Por serem cristãos, os dois apóstolos sabiam que a antiga aliança não era suficiente nem que a justiça resulta da observância das obras da lei, mas da fé em Jesus. Ao pregar essa mensagem, Paulo recorreu aos fundamentos que ambos compartilhavam. Apesar de, pelas suas ações, ter afirmado que os gentios precisavam seguir as leis alimentares para fazer parte do povo de Deus, Pedro sabia que a obediência à Lei de Moisés não tornava ninguém justo perante Deus. A salvação vem apenas pela fé em Jesus.
“… nós também cremos em Cristo Jesus para sermos justificados pela fé em Cristo, e não pela prática da Lei …”
Então, Paulo aplica o que dissera sobre as pessoas em geral a si mesmo e a Pedro. O “nós” em, “nós também cremos”, se refere a Pedro e Paulo, na condição de judeus. Ambos acreditavam em Jesus e só poderiam ser justificados diante de Deus pela fé em Jesus e não pela observância da lei, mesmo sendo judeus. Paulo enfatizou que se os membros do povo da aliança precisavam crer em Jesus para se reconciliarem com Deus, não podendo ser justos aos olhos de Deus pela obediência à Lei de Moisés, não fazia sentido exigir que os gentios observassem a lei para terem um relacionamento com Deus.

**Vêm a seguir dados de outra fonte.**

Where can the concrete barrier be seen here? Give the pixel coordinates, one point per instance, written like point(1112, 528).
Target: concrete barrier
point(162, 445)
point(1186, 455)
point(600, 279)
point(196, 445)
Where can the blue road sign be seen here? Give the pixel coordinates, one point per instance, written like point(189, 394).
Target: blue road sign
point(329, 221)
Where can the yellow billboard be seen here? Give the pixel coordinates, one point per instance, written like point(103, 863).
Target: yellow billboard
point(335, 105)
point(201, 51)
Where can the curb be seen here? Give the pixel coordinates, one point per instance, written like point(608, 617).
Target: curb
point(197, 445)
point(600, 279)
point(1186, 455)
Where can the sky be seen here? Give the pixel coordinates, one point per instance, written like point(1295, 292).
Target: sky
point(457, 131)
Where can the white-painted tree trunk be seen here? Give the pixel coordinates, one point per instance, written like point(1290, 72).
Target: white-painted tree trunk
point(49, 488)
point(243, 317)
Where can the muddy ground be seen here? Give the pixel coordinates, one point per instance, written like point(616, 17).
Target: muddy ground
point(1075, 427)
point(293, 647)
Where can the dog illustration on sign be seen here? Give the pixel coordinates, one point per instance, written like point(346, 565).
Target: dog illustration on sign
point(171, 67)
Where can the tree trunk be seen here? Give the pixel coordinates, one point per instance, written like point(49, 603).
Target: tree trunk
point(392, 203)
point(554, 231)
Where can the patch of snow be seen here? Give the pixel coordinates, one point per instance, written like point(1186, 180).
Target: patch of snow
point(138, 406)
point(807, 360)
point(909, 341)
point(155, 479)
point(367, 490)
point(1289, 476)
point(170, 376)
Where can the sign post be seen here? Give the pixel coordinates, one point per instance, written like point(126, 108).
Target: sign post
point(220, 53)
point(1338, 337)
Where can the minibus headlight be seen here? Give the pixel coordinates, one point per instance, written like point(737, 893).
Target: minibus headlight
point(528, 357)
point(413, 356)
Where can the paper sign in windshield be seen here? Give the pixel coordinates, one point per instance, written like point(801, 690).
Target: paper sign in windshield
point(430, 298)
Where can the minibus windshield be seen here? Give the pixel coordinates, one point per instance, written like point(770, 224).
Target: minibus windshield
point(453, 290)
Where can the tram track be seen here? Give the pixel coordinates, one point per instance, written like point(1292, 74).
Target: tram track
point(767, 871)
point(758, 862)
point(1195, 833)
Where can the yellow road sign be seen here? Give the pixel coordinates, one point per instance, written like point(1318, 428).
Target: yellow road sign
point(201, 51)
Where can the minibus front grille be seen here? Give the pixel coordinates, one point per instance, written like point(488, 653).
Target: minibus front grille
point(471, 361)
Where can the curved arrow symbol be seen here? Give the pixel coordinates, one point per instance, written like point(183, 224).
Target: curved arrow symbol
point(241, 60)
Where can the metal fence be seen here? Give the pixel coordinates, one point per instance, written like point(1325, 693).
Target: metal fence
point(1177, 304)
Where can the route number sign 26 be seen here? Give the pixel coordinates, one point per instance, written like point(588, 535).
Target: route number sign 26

Ao declarar que ninguém será justificado “pela prática da Lei”, Paulo enfatizou que os judeus, inclusive ele e Pedro, eram justificados pela fé em Jesus, e que ninguém pode ser justo perante Deus ao obedecer à lei. Paulo provavelmente remeteu ao Salmo 143:2, no qual o rei Davi afirmou: “não se achará justo nenhum vivente”. Um autor escreveu: Davi neste salmo implorou por misericórdia porque percebeu que não podia se apresentar diante de Deus com base em suas obras, apenas pela misericórdia divina.[9]
Três vezes Paulo afirma que a correta relação com Deus não é alcançada pela observância da lei, mas pela fé em Jesus. Ninguém será aceito diante de Deus com base no que fez, pois a salvação é recebida apenas pela fé.
“Se nós, que procuramos ser justificados em Cristo, fomos nós mesmos também achados pecadores, é Cristo ministro do pecado? De maneira nenhuma.”[10]
Assim como os gentios, Pedro e Paulo eram pecadores diante de Deus e buscavam a retidão em Cristo, não na obediência à lei de Moisés. O “nós também” representa os judeus cristãos como Pedro e Paulo, em contraposição aos gentios em Antioquia. As acusações são verdadeiras: Pedro e Paulo (antes de se tornarem crentes) eram pecadores, e como tais, reconheceram que não eram melhores do que os gentios.
A expressão “em Cristo” provavelmente indica união com Cristo, como visto nos versículos subsequentes (2:19-20), onde Paulo afirma que os crentes morreram para o poder da lei quando foram crucificados com Cristo. Se judeus como Pedro e Paulo buscavam ser justificados perante Deus no último dia por meio de sua união com Cristo, isso significava que, como judeus, eles não tinham vantagem sobre os gentios. Eram pecadores, assim como os gentios. A lei de Moisés não era suficiente para trazer a salvação.
“… é Cristo ministro do pecado? De maneira nenhuma.”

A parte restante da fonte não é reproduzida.